Passenger and freight services have begun plying the line near Llangennech, Carmarthenshire, where 520m of new track is the culmination of a major clear-up following a freight train derailment and fire on the night of August 26.
The wrecked train, which was pulling 25 wagons, spilled around 350,000 litres of diesel fuel into an acutely sensitive environment.
Some people living in houses to the derailment site around 700m away were evacuated as a precaution due to the intense fire.
Emergency teams then began mopping up and dispersing as much diesel as they could to prevent it entering the Burry Inlet, which sustains a cockle fishery and has multiple landscape and biodiversity protections.
In total, 30,000 tonnes of contaminated soil has been excavated and removed.

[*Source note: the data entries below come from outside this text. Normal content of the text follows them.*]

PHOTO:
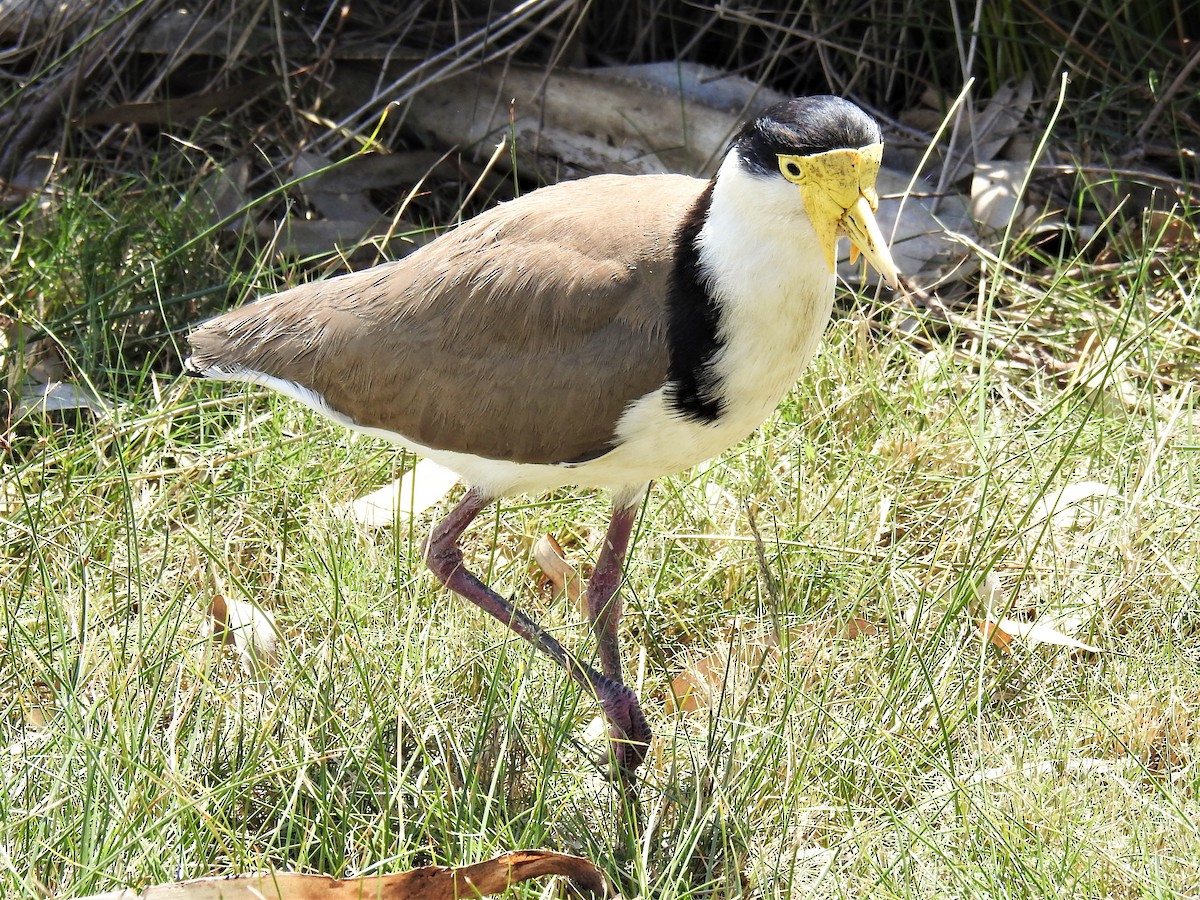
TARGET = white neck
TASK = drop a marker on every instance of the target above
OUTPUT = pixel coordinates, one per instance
(767, 270)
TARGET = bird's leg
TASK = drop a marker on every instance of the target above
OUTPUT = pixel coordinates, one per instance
(604, 611)
(618, 702)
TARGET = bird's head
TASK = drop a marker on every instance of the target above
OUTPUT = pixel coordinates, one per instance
(831, 150)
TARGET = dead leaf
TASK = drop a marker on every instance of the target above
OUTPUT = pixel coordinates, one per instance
(1037, 631)
(430, 882)
(421, 487)
(700, 682)
(995, 635)
(251, 630)
(565, 577)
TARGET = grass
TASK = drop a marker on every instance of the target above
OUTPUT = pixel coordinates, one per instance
(912, 479)
(400, 727)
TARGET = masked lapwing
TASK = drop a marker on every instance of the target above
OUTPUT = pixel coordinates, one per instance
(600, 333)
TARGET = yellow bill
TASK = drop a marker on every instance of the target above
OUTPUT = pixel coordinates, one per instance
(838, 191)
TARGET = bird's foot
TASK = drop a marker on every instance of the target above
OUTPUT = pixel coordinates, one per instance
(629, 733)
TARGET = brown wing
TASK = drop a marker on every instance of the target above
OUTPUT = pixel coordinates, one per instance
(521, 335)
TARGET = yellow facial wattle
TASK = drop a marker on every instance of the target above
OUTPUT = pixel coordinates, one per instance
(839, 195)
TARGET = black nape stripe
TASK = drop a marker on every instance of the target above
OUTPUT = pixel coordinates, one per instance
(693, 325)
(799, 127)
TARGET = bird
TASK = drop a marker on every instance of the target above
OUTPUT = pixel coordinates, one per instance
(601, 333)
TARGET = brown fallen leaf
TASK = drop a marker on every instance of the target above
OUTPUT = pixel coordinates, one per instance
(1001, 634)
(251, 630)
(420, 487)
(430, 882)
(550, 557)
(695, 687)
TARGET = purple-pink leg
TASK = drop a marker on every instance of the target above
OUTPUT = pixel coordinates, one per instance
(604, 612)
(628, 729)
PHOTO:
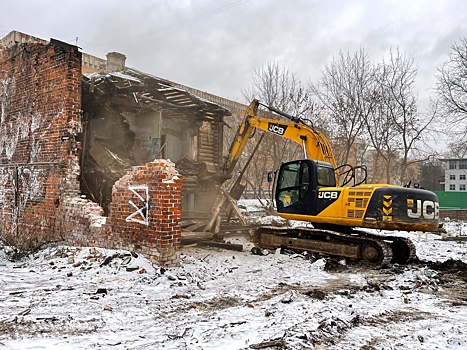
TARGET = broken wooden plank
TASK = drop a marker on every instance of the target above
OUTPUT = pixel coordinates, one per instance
(213, 244)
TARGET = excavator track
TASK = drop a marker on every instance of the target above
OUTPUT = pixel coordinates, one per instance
(376, 250)
(403, 250)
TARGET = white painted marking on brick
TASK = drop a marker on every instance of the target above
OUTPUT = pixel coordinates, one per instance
(142, 211)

Surveying the new track on a spring-like day on March 8, Stuart Thomas, incident recovery manager for Natural Resources Wales (NRW), said: “You could never have imagined six months ago that this would be looking the way it is after that disaster movie-type scene from back in August.

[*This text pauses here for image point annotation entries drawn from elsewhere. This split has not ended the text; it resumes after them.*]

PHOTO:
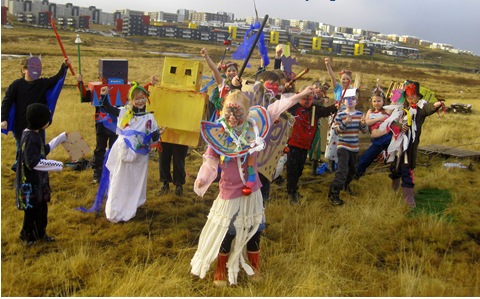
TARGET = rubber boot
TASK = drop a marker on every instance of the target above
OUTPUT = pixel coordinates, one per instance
(334, 196)
(347, 188)
(314, 167)
(220, 279)
(408, 196)
(254, 259)
(396, 184)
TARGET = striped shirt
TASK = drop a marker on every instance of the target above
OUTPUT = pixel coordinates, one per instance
(348, 134)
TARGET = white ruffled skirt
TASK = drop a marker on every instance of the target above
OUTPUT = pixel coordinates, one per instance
(250, 214)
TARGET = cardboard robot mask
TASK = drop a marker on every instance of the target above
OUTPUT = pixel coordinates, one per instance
(34, 67)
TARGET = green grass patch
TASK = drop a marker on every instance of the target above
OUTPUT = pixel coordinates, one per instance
(432, 202)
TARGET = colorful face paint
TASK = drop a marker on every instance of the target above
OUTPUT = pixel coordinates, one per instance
(272, 88)
(140, 100)
(34, 68)
(234, 115)
(306, 102)
(350, 102)
(231, 71)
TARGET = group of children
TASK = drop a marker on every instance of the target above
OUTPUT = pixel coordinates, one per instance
(236, 219)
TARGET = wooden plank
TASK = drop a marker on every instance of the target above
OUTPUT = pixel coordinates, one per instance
(448, 151)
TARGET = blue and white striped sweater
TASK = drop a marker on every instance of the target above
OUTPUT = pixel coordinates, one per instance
(348, 134)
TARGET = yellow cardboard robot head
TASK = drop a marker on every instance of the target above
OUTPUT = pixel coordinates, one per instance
(182, 74)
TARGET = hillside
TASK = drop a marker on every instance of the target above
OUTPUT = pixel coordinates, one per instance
(374, 245)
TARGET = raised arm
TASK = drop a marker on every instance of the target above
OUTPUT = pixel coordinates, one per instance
(331, 73)
(277, 108)
(216, 74)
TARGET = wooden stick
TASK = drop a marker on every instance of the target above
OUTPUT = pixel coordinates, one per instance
(240, 73)
(313, 116)
(61, 46)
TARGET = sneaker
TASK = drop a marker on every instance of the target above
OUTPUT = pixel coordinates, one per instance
(179, 191)
(31, 244)
(337, 201)
(165, 189)
(293, 197)
(347, 188)
(96, 178)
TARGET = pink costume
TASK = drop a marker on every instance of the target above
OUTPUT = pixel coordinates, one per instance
(230, 202)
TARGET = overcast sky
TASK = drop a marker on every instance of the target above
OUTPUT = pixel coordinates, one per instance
(443, 21)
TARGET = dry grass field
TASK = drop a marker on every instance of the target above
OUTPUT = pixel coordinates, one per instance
(372, 246)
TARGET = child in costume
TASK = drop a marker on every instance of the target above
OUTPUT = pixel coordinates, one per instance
(128, 158)
(223, 81)
(237, 213)
(347, 125)
(319, 99)
(338, 88)
(28, 90)
(31, 181)
(301, 140)
(103, 135)
(403, 148)
(374, 118)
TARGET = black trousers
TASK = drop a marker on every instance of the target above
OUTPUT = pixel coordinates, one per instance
(265, 189)
(295, 163)
(346, 169)
(35, 223)
(252, 245)
(99, 153)
(178, 152)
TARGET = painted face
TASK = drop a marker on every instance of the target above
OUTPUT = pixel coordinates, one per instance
(234, 114)
(411, 94)
(281, 86)
(273, 87)
(140, 100)
(377, 103)
(319, 91)
(34, 68)
(350, 102)
(231, 71)
(307, 102)
(344, 80)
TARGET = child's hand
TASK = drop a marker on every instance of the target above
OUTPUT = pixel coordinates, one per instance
(307, 91)
(162, 130)
(363, 121)
(153, 80)
(348, 119)
(67, 61)
(204, 53)
(279, 53)
(199, 183)
(236, 81)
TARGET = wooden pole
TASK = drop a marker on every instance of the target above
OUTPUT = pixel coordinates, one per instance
(240, 73)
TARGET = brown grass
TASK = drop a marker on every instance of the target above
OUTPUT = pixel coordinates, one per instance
(372, 246)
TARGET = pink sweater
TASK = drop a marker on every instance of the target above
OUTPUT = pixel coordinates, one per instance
(231, 184)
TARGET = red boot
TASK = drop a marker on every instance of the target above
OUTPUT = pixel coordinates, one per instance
(254, 259)
(220, 279)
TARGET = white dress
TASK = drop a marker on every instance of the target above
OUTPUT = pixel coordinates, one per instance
(128, 170)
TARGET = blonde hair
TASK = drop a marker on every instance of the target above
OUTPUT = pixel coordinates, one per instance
(23, 66)
(237, 97)
(133, 91)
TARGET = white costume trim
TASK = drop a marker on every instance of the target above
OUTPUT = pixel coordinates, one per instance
(216, 228)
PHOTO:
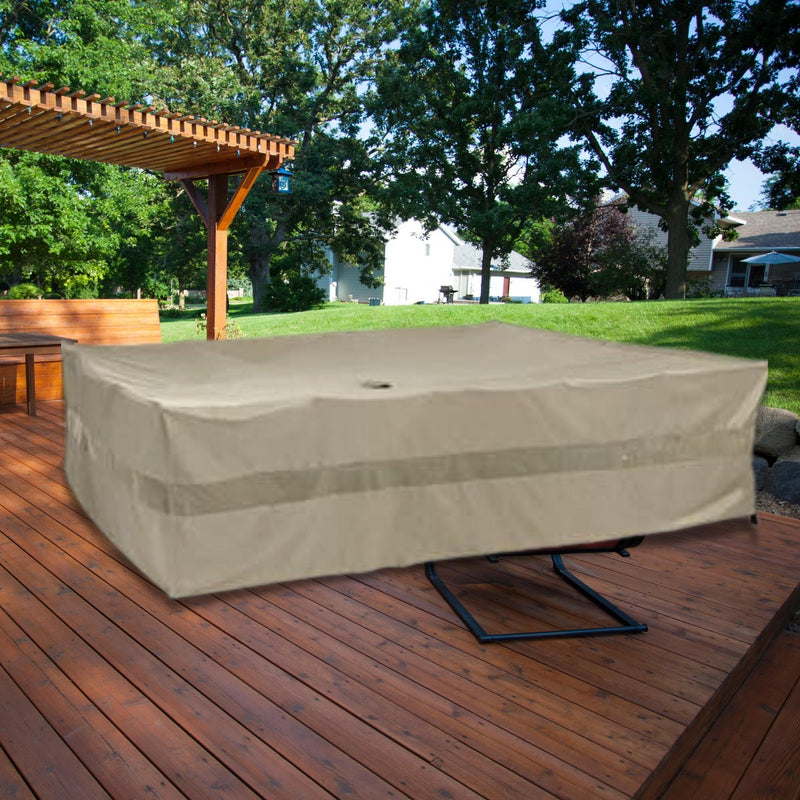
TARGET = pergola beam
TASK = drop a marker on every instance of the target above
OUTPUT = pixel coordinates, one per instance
(184, 148)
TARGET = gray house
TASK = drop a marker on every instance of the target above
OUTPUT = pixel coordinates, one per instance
(759, 232)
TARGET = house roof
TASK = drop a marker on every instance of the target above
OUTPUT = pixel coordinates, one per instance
(63, 122)
(468, 257)
(762, 231)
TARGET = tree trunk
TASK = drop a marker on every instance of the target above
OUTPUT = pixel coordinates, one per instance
(258, 272)
(486, 269)
(677, 252)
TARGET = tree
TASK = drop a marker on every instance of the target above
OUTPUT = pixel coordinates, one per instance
(600, 254)
(299, 69)
(72, 225)
(690, 86)
(468, 122)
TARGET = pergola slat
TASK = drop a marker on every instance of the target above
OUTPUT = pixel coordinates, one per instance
(182, 147)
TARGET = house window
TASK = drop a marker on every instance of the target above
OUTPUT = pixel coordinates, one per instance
(738, 274)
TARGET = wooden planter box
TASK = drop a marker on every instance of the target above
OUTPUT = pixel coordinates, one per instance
(88, 321)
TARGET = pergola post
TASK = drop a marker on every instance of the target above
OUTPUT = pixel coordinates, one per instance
(185, 148)
(217, 215)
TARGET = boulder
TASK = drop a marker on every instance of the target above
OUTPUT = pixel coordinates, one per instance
(776, 432)
(786, 477)
(760, 470)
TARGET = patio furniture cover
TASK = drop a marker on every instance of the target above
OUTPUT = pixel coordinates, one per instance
(220, 465)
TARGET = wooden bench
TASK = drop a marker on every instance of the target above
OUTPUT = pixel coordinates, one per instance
(88, 321)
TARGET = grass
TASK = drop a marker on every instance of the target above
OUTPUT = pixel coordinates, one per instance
(765, 328)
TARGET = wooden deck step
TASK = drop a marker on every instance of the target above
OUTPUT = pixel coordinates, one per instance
(367, 686)
(752, 751)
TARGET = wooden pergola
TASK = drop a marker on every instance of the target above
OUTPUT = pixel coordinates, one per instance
(185, 148)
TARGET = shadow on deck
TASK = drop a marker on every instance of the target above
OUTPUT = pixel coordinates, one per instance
(365, 686)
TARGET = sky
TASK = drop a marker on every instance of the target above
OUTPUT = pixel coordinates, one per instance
(745, 180)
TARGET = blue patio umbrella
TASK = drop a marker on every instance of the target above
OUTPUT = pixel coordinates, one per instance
(772, 258)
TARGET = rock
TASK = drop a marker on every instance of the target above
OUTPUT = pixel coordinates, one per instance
(786, 477)
(776, 432)
(760, 470)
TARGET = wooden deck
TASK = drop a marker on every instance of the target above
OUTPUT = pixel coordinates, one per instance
(364, 686)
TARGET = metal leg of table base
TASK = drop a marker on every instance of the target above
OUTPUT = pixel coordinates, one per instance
(627, 624)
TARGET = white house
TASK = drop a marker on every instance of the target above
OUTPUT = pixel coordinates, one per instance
(418, 264)
(722, 264)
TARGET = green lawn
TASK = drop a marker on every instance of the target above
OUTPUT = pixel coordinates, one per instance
(764, 328)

“It was utter devastation – wreckage, twisted tracks and a lot of oil.”
Bill Kelly, Network Rail route director for Wales, said: “It looked almost like Armageddon in those first few hours.
“The emergency services responded so magnificently and did a remarkable job getting the fire under control, which allowed us on site quickly to limit the damage.”
Mr Kelly said it was largest environmental recovery operation Network Rail has ever been involved in.
The operation involved other organisations including Carmarthenshire and Swansea councils, Public Health Wales and the Food Standards Agency.
Around 50m from the track is a lagoon and reed beds which filter contaminated water from nearby mine workings.
Mr Thomas said this treatment system was completed in 2002 to address historic water directive failures in the Burry Inlet.
The presence of the Morlais treatment works so close to the damaged area track was something the recovery and repair teams had to be mindful of.
Mr Kelly said: “The place is laced with old mine works – that was a challenge for us.
“We brought in specialists, but it didn’t overly complicate things.”
Some diesel spilled into the Burry Inlet fishery, and its cockle beds were closed for seven weeks as a precaution as sampling took place to identify tell-tale signs of hydrocarbon pollution.
“All the results which came back were within the public health limits,” said Mr Thomas.
Monitoring has continued since and will be taken up by NRW teams as part of their regular Burry Inlet work.
The inlet has national and international designations, recognising its value for overwintering birds, among other things.
No-one was hurt in the incident, which the Rail Accident Investigation Branch has been investigating. It found that a set of wheels of the DB Cargo-operated train became worn down due to the application of brakes and came off the tracks at a junction.
Mr Kelly, who said the investigation was ongoing, confirmed that Network Rail had spent more than £5 million on the recovery and repair phase.
At one point in January this year, he said the weather was so bad that the site was underwater for seven days.
The section of line is now open to Heart of Wales services, although these are limited due to coronavirus restrictions. Repairs to another section of the Heart of Wales rail line – resulting in replacement bus services from Llanwrtyd Wells northwards – are due to be completed in around two weeks’ time.
Llanelli MS Lee Waters welcomed the reopening of the railway track.
“It is great to have this railway line back up and running again for passengers as we prepare to reopen the economy in time for Easter and summer,” he said.
Nia Griffith, Llanelli MP, added: “I would like to say a huge thank you to all involved for being out in all weathers throughout the winter months to get this work done.”